When personas, user groups, and users across sales, marketing, operations, digital transformation experts, product analysts, and most importantly the corner office have been identified for visual representation, the next step is to test and iterate to gain impressions and opinions on what they have never seen in their business domain. Applying research conducted by large companies and foundations will help in influencing iterative decision-making address human perception and psychology to identify what data should stay or stand out. While such exercises is a long drawn process; it's worth the effort in understanding the fundamentals and lay the road to great dashboards that not only will be a visual treat and avoid stressful faces when creating reports for specific business cases.
While most checkboxes are ticked off understanding the annals of a users mind and requirements, the designers and available tools can help in preparing dashboards that not only help in showcasing organizational KPI statuses, it should also invoke the most granular detail making it a storytelling episode on any form factor of choice. Some of the dashboards can be line charts with smooth edges that illustrates continuous data with the brand identity for weekly and monthly sales for a retail setup using a time series model and predictive trends based on various variables from a historical standpoint.
Another aspect is histograms that can be represented as pills of a pharma company showing the specific distribution of products that are plotted against quantitative data over a period of time with typical metro line maps showing the status of their supply chain from manufacturing units, shipping lines, road transportation and dealer bubbles on stocks and sales. There is so much creative energy that can be used and applied while offsetting traditional ways of plotting data.

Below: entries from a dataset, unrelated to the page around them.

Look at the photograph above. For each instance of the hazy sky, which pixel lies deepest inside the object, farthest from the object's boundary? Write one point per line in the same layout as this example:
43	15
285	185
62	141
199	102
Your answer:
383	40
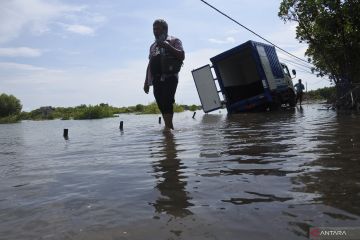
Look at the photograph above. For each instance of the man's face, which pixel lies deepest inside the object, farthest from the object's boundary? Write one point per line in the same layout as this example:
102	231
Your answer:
158	30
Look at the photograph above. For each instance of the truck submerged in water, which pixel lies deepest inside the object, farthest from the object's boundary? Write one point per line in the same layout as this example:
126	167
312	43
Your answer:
250	78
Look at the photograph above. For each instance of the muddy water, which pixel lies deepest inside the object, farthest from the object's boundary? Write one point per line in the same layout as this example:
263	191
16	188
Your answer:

The humble pie chart that looks like a coin where extrapolated data shows the financial condition of a borrower's assets and liabilities with operating cash flow enabling an underwriter to make a credit risk assessment and arrive at a potential amount for lending. And then we have the evergreen category managers who would like to assess FMCG products using a Nightingale chart that looks more like a flower than a chart but driving the point towards sales and adoption with each unfolding petal.

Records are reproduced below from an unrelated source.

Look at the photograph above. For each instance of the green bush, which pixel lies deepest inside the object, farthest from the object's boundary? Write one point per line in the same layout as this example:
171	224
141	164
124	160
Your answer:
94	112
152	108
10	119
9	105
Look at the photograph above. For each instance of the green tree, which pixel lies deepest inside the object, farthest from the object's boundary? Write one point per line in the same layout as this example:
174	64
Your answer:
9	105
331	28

Product strategists who have the flair for data and a design bent of mind should be not just developing data-heavy dashboards but drive design excellence on providing contextual and fluid data that is appealing with a clear sense of what is most important for the user, the logical data flow with creative thinking on what could potentially be the next steps that can be envisaged in a data-driven organization.
As I begin to sign off, the curious case of the barista walking up to me with a smile - Another cup of coffee? while I politely decline to come back another day to delve on making the bold and beautiful dashboard into a lethal and trustworthy product enabling organizations to be competitive using data science models and machine intelligence.